Algérie 1954-1962 de Benjamin Stora, avec Tramor Quemeneur. Les Arènes, 120 p., 34,80 €
L'objet se présente sous la forme d'un mince carnet vert, facile à glisser dans la poche. Chaque appelé débarquant en Algérie était censé en recevoir un exemplaire. Son titre : Petit vocabulaire militaire d'arabe parlé. A l'intérieur, précédant un lexique où l'on apprend notamment comment marchander face à un commerçant qui force un peu trop sur les prix, les auteurs ont glissé une liste de conseils pratiques.

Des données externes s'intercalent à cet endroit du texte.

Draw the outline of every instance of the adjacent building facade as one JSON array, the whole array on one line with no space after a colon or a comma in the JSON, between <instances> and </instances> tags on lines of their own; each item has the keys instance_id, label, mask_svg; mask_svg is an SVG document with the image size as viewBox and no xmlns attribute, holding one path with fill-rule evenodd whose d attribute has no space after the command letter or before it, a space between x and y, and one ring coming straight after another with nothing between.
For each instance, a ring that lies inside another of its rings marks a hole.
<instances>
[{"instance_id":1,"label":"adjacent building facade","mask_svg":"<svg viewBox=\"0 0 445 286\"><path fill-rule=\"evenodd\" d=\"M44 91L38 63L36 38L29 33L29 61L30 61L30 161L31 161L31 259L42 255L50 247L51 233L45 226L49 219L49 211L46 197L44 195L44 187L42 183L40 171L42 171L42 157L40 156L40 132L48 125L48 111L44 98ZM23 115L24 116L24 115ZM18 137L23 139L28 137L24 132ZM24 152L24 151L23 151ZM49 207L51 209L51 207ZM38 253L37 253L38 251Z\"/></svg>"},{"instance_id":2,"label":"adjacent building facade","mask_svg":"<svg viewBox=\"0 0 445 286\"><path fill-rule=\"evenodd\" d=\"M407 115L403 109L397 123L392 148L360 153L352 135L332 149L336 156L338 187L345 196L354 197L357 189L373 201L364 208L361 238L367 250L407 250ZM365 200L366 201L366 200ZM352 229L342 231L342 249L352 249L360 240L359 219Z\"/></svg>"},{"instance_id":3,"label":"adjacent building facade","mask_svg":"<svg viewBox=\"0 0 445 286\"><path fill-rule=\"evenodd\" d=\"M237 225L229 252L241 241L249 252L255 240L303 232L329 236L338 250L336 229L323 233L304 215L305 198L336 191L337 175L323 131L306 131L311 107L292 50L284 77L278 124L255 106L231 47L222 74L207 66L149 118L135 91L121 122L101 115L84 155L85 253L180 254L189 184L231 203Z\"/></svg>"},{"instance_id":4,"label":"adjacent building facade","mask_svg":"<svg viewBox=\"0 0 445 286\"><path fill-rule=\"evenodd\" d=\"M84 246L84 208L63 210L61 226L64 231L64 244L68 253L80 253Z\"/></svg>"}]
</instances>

Le jeune appelé y est ainsi sommé de "ne pas prononcer les mots "ratons", "bicots", etc., que tous comprennent". Il lui est également recommandé de "n'accorder qu'un crédit relatif aux renseignements recueillis sur les distances", dans la mesure où ""pas loin", pour un musulman, peut signifier trois à quatre heures de marche". Il lui est enfin conseillé d'utiliser le "vous" plutôt que le "tu" quand il s'adresse à un "notable" ou à un "évolué.
Des objets comme celui-là, vous rêviez d'en manipuler ? Eh bien c'est désormais possible grâce à ce livre, qui fait penser à une vieille malle dans laquelle un collectionneur un peu fou aurait stocké tout ce que la guerre d'Algérie a produit comme tracts, lettres, cartes postales, photos, articles, dessins, etc. Car tel est l'étonnant travail piloté par Benjamin Stora et Tramor Quemeneur Spécialistes reconnus de la période, les deux historiens ont répondu à la commande des éditions des Arènes qui, fortes du succès d'un projet analogue consacré à la vie des Français sous l'Occupation (Paroles de l'ombre, de Jean-Pierre Guéno et Jérôme Pecnard, 2009), ont eu la bonne idée de renouveler l'expérience.
L'intérêt du livre tient à la pluralité des voix qui s'y font entendre. Voix de soldats du contingent ou de combattants de l'Armée de libération nationale (ALN) ; voix de harkis ou d'ultras de l'Algérie française ; voix illustres, parfois, comme celle d'Albert Camuus, dont on peut déplier une lettre du 25 mars 1955, où l'écrivain explique qu'il "désapprouve totalement le terrorisme qui touche aux populations civiles" ; voix anonymes, enfin, comme celle de ce mystérieux scripteur qui glissa dans une minuscule enveloppe destinée à Hubert Beuve-Mérry, alors directeur du Monde, ces quelques mots : "Tu es vendu au FNL. Nous en prenant bonne note. Le mensonge ne paie pas."
D'où vient l'attrait exercé par un tel ouvrage ? A quelque chose de tout simple, sans doute, mais de terriblement fort, et que nul mieux que l'historienne Arlette Fargge a su exprimer dans son essai Le Goût de l'archive (Seuil, 1989) : "Le sentiment naïf, mais profond, de déchirer un voile, de traverser l'opacité du savoir et d'accéder, comme après un long voyage incertain, à l'essentiel des êtres et des choses. L'archive agit comme une mise à nu ; ployés en quelques lignes, apparaissent non seulement l'inaccessible mais le vivant (...). C'est en ce sens qu'elle force la lecture, "captive" le lecteur, produit sur lui la sensation d'enfin appréhender le réel. Et non plus de l'examiner à travers le "récit sur", le "discours de"."